Bundle bungles

Badly compiled bundles are a source of unnecessary stress and delay in the course of the hearing. There is a surprisingly large number of ways to get a bundle wrong: the book lists 11 separate errors at paragraph 8.16. Here are three more:

  1. Photocopy double-sided, with parts of different documents appearing on opposite sides of the same page.
  2. Include the same document twice or more.
  3. Punch holes through the pages in a slightly different place each time.

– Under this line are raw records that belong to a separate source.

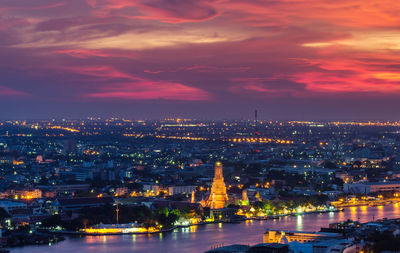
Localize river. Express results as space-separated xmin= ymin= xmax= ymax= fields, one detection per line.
xmin=11 ymin=204 xmax=400 ymax=253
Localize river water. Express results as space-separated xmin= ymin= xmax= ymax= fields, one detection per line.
xmin=11 ymin=204 xmax=400 ymax=253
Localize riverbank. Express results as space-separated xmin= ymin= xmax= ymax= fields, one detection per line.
xmin=38 ymin=209 xmax=343 ymax=236
xmin=8 ymin=205 xmax=400 ymax=253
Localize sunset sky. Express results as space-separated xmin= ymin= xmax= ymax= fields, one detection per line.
xmin=0 ymin=0 xmax=400 ymax=120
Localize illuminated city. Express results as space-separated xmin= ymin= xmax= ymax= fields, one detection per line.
xmin=0 ymin=0 xmax=400 ymax=253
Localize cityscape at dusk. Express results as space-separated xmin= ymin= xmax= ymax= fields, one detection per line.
xmin=0 ymin=0 xmax=400 ymax=120
xmin=0 ymin=0 xmax=400 ymax=253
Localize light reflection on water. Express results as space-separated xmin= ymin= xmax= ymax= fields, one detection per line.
xmin=11 ymin=204 xmax=400 ymax=253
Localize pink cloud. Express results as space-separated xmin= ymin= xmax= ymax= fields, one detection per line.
xmin=85 ymin=79 xmax=210 ymax=101
xmin=0 ymin=85 xmax=28 ymax=96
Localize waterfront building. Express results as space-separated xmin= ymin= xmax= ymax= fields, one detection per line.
xmin=343 ymin=181 xmax=400 ymax=194
xmin=208 ymin=162 xmax=228 ymax=209
xmin=263 ymin=230 xmax=342 ymax=243
xmin=168 ymin=185 xmax=197 ymax=195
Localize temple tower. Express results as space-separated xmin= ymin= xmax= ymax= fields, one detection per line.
xmin=209 ymin=162 xmax=228 ymax=209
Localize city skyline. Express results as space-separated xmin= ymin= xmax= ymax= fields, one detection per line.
xmin=0 ymin=0 xmax=400 ymax=120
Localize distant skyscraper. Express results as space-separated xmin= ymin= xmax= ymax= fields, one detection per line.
xmin=209 ymin=162 xmax=228 ymax=209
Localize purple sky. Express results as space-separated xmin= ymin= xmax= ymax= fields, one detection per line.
xmin=0 ymin=0 xmax=400 ymax=120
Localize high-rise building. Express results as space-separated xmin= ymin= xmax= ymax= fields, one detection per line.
xmin=208 ymin=162 xmax=228 ymax=209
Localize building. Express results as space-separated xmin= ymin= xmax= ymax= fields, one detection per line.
xmin=0 ymin=200 xmax=27 ymax=213
xmin=343 ymin=181 xmax=400 ymax=194
xmin=263 ymin=230 xmax=342 ymax=244
xmin=54 ymin=197 xmax=114 ymax=211
xmin=208 ymin=162 xmax=228 ymax=209
xmin=168 ymin=185 xmax=197 ymax=195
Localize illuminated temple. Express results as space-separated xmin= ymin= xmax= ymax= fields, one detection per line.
xmin=208 ymin=162 xmax=228 ymax=209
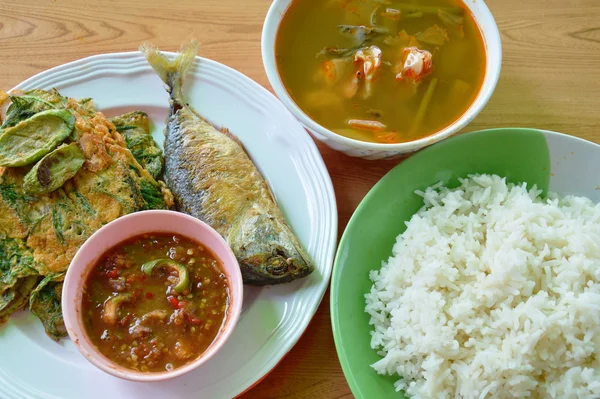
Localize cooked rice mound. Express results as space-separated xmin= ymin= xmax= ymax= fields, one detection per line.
xmin=366 ymin=175 xmax=600 ymax=399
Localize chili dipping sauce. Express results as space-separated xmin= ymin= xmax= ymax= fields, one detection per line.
xmin=82 ymin=233 xmax=229 ymax=372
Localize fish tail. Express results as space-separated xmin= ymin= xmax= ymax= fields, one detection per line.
xmin=140 ymin=39 xmax=200 ymax=100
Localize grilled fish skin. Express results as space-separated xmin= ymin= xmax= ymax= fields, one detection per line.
xmin=140 ymin=41 xmax=314 ymax=285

The second can be made even more confusing if in each case there are a few pages missing from the document – but not the same few pages. Occasionally it will be genuinely necessary to include two copies of the same document: for example, where two copies of a typed document have then been separately annotated by two different people in the course of the events that form the subject-matter of the claim. But there is no need to put a document in the bundle a second time just because – for example – it was enclosed in a letter some time after it was originally written. Just put it in in its own chronological place. If the fact that it was enclosed in a later letter matters enough to be discussed at the hearing, everyone can add cross-references to their bundles when it arises.

The third means that if you remove papers from their file or binder to sort them in a different order, you can’t put whole sections of the bundle back onto the rings of the binder: each page has to be individually teased into place. The paper guide on your hole punch is there for a reason.